Cassidy snatches up her purse and whisks by me in a blur.
“Wait!” I follow her out the door and into the iced night where our breath leads the way with long, spastic plumes. The wind picks up as a boil of black clouds press over Hollow Brook. A storm is due this weekend, and it looks as if it’s coming early. “I like where you were headed back there.”
“Home?” she scoffs, clearly annoyed. Her brows knot up for a moment as she stares me down, and it takes everything in me not to drift my gaze to her left cheek and inspect her injury up close the way I want to. “Because home is where I’m going.” She pulls her enormous black coat over her shoulders like a shield and strides forward.
“Home sounds good,” I say, keeping up with her. “I’ll walk with you if you don’t mind.”
“Maybe I do mind.” She tosses an annoyed look my way as we step off the curb and head across the street to Whitney Briggs. “Listen, hon”—she bats her lashes with the tears glistening like fallen stars, and my heart breaks that I might have sponsored them—“don’t for a minute think you need to hold my hand. I promise you, I’m fine. I don’t have a hurt feeling in my body. Now, feel free to head back to the bar and get that itch in your boxers scratched the right way.”
“What?” My entire body racks with shame. There’s no way in hell I’m letting this sweet, beautiful girl think this is some easy, pathetic letdown. “My boxers and I are happy where we are. The only thing I wanted at that bar just walked out of it.”
She pivots a moment, pausing with a laugh caught in that garnet smile. The light hits her just right, and Cassidy glows like an angel.
The door to the Hallowed Grounds coffee shop opens and closes, wafting out its hypnotic roasted bean scent.
“Listen—” she rakes her fingers through her thick blonde mane, tempting me to do the same. I’ve always been a sucker for a blonde, and Cassidy has out stunned them all by a mile. “I’m headed in to grab a cup a joe.
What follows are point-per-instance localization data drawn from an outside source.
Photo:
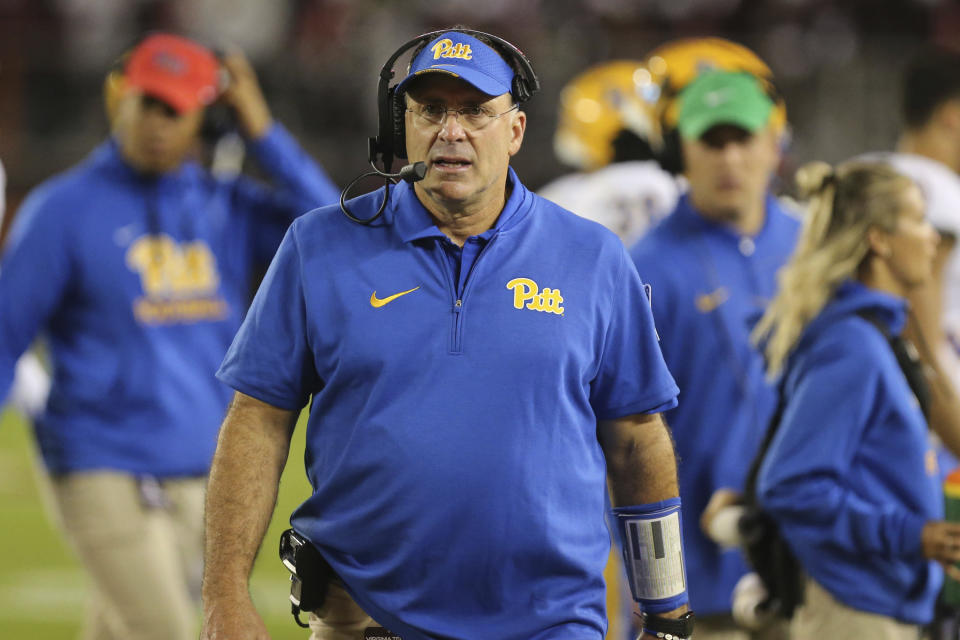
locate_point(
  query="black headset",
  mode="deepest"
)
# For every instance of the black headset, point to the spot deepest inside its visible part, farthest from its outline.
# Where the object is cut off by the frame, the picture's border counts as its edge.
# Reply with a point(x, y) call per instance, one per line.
point(390, 140)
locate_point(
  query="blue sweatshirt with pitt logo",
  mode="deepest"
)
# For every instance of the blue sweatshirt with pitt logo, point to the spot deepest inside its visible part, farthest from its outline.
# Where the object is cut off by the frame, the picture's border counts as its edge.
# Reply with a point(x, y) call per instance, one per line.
point(709, 285)
point(138, 285)
point(458, 483)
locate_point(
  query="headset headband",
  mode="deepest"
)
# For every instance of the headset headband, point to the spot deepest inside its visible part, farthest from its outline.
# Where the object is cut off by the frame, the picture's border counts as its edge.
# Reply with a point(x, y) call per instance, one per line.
point(525, 84)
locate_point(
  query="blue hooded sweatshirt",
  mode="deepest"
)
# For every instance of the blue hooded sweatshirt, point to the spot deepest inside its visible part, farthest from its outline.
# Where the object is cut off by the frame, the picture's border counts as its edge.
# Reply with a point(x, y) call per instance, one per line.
point(850, 476)
point(139, 284)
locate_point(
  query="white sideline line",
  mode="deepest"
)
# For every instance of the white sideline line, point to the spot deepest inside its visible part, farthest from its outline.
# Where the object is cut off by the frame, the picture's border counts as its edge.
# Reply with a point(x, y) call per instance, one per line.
point(33, 594)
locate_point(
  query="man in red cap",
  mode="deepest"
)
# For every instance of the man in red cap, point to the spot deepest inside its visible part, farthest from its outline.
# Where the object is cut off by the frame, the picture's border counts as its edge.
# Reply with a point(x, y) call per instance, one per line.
point(136, 267)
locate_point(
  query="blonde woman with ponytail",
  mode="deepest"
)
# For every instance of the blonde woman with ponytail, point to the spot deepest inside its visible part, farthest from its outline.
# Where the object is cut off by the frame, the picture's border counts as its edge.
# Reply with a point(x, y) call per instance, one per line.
point(847, 476)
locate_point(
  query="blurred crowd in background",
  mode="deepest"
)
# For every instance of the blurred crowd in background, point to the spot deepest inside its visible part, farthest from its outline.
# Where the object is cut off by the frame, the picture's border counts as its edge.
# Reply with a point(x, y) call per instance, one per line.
point(837, 64)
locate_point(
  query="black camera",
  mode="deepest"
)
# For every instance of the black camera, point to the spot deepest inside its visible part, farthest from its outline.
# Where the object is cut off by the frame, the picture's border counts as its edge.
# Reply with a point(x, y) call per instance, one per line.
point(310, 574)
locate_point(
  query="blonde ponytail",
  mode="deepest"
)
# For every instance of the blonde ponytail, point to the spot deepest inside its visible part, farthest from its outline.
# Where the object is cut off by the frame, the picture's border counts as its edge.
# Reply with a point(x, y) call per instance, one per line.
point(843, 205)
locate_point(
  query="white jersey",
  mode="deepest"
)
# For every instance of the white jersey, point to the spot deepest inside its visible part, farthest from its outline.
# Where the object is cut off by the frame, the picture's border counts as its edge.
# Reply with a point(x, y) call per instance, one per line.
point(31, 382)
point(627, 197)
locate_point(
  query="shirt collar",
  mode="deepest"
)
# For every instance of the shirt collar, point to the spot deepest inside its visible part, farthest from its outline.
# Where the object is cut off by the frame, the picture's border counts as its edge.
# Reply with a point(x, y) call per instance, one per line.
point(414, 222)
If I’m going to be up all night with my new man”—she swings her purse between us—“I need to get my energy up. You’re welcome to join me if you’d like—for the coffee—what Battery Boy and I do in private is entirely our beeswax.” She turns a coy shoulder up at me before ditching inside. I follow her in and pay for our drinks before she can whip out her wallet.
We take a seat in the back, and she positions herself in the dark corner, leaving her face lost in the shadows. Something tells me Cassidy knows all the tricks to hiding her anomaly as best she can. Back at the bar, she made it a point to keep her head turned just enough throughout our entire conversation. There’s something about her struggle to hide her beautiful face that I find tragically endearing. I’d tell her I don’t mind, but I don’t think we’re there yet. If I have anything to do about it, we’ll get there and then some.
“So tell me about you, city boy.” She gives a playful wink while taking a careful sip of her latte. “What keeps you up at night, other than luring barflies to your bedroom?”